Middle managers, in particular, were not going to give up the office. Not because they needed to be there to do their jobs — the futurists were right that they often didn't — but because the office was where their jobs existed. A middle manager with no direct reports in a shared physical space is a philosophical question more than an organizational role. The office wasn't just where they worked. It was the proof that they worked.
Enter: The Accidental Vindication
And then, in March of 2020, a coronavirus made the question moot.
Overnight — not over a generation, not over a decade, overnight — millions of American office workers were sent home and told to figure it out. The transition that the futurists had predicted would happen gradually, driven by rational cost-benefit analysis, happened in approximately two weeks, driven by a public health emergency.
And here is where it gets philosophically interesting: it worked. Not perfectly, not without friction, not without a thousand Zoom calls where someone forgot to unmute themselves. But the fundamental premise of the 1957 report — that knowledge workers could perform their functions without being physically co-located — turned out to be correct.
Companies that had spent decades insisting that in-person work was essential to collaboration, culture, and productivity discovered that their employees could, in fact, answer emails from a home office. Or a kitchen table. Or, famously, a closet with good lighting.
The prophets hadn't been wrong about the destination. They had been catastrophically wrong about the vehicle. They assumed rational economic incentives would drive the transition. What actually drove it was a bat in a wet market.
The Partial Return, or: The Parking Spot Strikes Back
Of course, the story doesn't end with a clean futurist vindication. Because human beings are involved, the ending is messier.
Starting in 2021 and accelerating through 2022 and 2023, a significant number of American companies began the great return-to-office push. The arguments varied — collaboration, culture, mentorship, innovation — but the subtext was often the same: the people who had built their professional identities around the physical office wanted the physical office back. Real estate portfolios needed justifying. Management habits needed reinstating. And yes, parking spots needed occupying.
The result is the current hybrid limbo, which might be the most accurate possible fulfillment of the original prophecy.

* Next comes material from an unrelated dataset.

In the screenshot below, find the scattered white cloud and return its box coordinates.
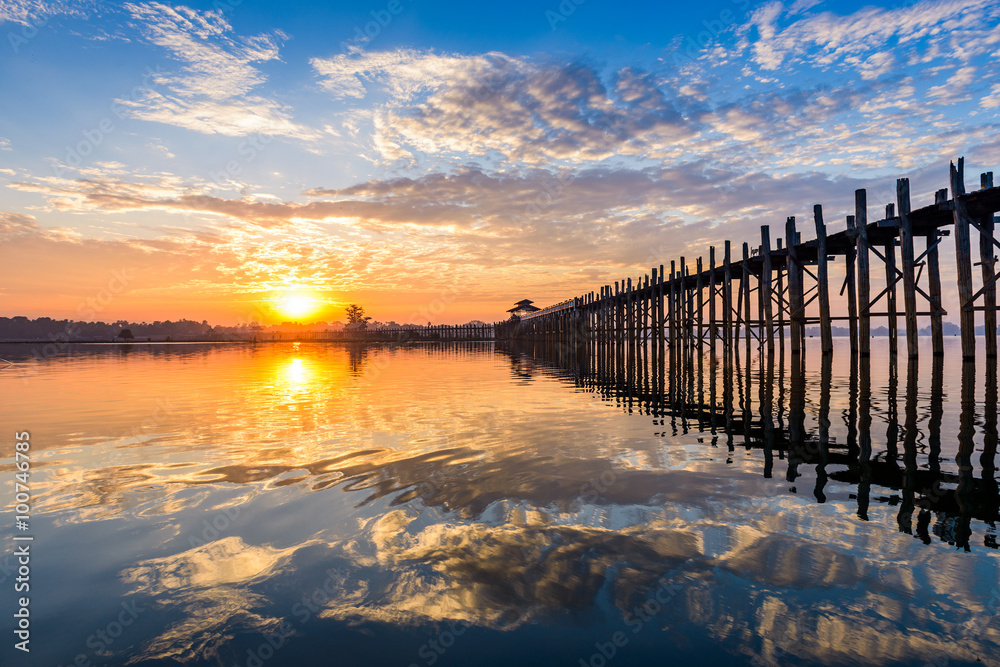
[117,2,316,139]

The office is not dead. But it is no longer mandatory in the way it once was. Millions of Americans now work remotely some or all of the time — a number that would have seemed utopian to those 1957 management consultants.
The nine-to-five is not gone, but it has loosened. The daily commute is not extinct, but it has, for a meaningful portion of the workforce, become negotiable.
Grading the Prophets, Fairly
So were the mid-century futurists wrong? Technically, yes — their timelines were off by anywhere from thirty to forty years, and they failed to account for the institutional inertia that would delay the transition. That's a significant miss.
But look at where we actually landed. Remote and hybrid work is now a mainstream feature of American professional life in a way it simply was not in 2019. The technology they predicted would make the office optional does, in fact, make the office optional. A generation of workers has now experienced both modes and, given the choice, many of them have chosen not to commute.
The prophets were wrong about the timeline. They were wrong about the mechanism. They were wrong about how easy it would be to convince a middle manager to relinquish his parking spot.
But the destination? They were only about 35 years off.
Around here, we call that a moral victory.